Report on Ibu (Indonesia) — 19 February-25 February 2020
Smithsonian Institution / US Geological Survey
Weekly Volcanic Activity Report, 19 February-25 February 2020
Managing Editor: Sally Sennert.
Please cite this report as:
Global Volcanism Program, 2020. Report on Ibu (Indonesia) (Sennert, S, ed.). Weekly Volcanic Activity Report, 19 February-25 February 2020. Smithsonian Institution and US Geological Survey.
1.488°N, 127.63°E; summit elev. 1325 m
All times are local (unless otherwise noted)
The Darwin VAAC reported that on 18, 20, and 22 February ash plumes from Ibu rose to 1.8-2.1 km (6,000-7,000 ft) a.s.l. and drifted SE, S, and SW. PVMBG stated that at 1113 on 20 February a white-to-gray ash plume rose at least 400 m above the summit (6,800 ft a.s.l.) and drifted SE. The Alert Level remained at 2 (on a scale of 1-4), and the public was warned to stay at least 2 km away from the active crater, and 3.5 km away on the N side.

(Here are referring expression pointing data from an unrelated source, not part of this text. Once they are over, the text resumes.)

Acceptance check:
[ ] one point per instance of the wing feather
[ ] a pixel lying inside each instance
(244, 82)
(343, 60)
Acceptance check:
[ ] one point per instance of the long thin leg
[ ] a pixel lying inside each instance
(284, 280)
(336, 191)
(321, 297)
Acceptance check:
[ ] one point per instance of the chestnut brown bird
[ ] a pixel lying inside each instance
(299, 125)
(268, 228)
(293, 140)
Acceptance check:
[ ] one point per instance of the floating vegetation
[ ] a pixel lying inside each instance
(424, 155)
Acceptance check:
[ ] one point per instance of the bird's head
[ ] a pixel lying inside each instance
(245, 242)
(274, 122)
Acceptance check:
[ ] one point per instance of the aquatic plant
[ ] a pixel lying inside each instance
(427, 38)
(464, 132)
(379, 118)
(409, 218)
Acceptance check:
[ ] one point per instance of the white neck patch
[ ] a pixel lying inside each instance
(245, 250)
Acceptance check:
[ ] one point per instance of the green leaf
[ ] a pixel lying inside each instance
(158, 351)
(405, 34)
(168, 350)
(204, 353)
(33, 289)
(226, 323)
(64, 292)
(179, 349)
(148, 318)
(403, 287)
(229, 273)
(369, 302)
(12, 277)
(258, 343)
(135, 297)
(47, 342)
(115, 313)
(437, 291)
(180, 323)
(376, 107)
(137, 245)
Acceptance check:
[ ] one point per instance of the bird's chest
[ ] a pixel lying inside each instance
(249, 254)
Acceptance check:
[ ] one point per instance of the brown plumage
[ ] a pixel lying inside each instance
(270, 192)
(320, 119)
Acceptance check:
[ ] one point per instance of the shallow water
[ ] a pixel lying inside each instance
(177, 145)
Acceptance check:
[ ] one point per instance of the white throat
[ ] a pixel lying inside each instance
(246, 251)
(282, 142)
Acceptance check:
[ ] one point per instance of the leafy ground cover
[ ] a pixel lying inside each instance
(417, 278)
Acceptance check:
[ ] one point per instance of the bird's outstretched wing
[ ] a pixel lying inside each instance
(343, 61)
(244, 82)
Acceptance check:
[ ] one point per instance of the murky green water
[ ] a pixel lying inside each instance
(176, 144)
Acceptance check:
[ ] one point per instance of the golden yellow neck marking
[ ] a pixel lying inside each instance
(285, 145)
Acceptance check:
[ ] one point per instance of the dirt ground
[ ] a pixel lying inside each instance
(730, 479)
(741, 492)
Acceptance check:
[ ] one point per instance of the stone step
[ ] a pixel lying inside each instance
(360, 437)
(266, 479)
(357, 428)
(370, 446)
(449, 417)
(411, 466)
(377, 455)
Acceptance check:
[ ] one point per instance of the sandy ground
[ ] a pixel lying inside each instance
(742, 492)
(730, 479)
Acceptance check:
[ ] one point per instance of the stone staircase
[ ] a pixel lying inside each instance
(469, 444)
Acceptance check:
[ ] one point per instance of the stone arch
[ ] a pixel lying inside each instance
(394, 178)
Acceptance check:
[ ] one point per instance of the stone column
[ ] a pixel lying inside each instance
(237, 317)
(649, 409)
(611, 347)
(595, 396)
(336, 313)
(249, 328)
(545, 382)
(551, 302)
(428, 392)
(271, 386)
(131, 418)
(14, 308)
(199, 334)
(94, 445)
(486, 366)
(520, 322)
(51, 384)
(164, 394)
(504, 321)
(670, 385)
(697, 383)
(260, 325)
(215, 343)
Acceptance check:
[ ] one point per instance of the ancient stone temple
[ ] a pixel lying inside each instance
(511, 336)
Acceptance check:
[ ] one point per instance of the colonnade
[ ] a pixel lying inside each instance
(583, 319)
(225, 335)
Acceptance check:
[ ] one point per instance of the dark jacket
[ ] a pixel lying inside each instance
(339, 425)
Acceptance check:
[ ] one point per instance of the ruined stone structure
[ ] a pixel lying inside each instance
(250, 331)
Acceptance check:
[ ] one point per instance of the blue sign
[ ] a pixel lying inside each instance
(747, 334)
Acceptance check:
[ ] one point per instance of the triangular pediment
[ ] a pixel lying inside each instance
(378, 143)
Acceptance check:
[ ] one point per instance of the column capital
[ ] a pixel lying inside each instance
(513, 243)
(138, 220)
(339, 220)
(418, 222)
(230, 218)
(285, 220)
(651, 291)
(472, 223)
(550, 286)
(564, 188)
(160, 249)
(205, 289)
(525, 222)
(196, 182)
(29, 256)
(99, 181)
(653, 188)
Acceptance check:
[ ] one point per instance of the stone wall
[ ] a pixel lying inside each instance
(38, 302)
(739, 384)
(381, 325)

Geological Summary. The truncated summit of Gunung Ibu stratovolcano along the NW coast of Halmahera Island has large nested summit craters. The inner crater, 1 km wide and 400 m deep, has contained several small crater lakes. The 1.2-km-wide outer crater is breached on the N, creating a steep-walled valley. A large cone grew ENE of the summit, and a smaller one to the WSW has fed a lava flow down the W flank. A group of maars is located below the N and W flanks. The first observed and recorded eruption was a small explosion from the summit crater in 1911. Eruptive activity began again in December 1998, producing a lava dome that eventually covered much of the floor of the inner summit crater along with ongoing explosive ash emissions.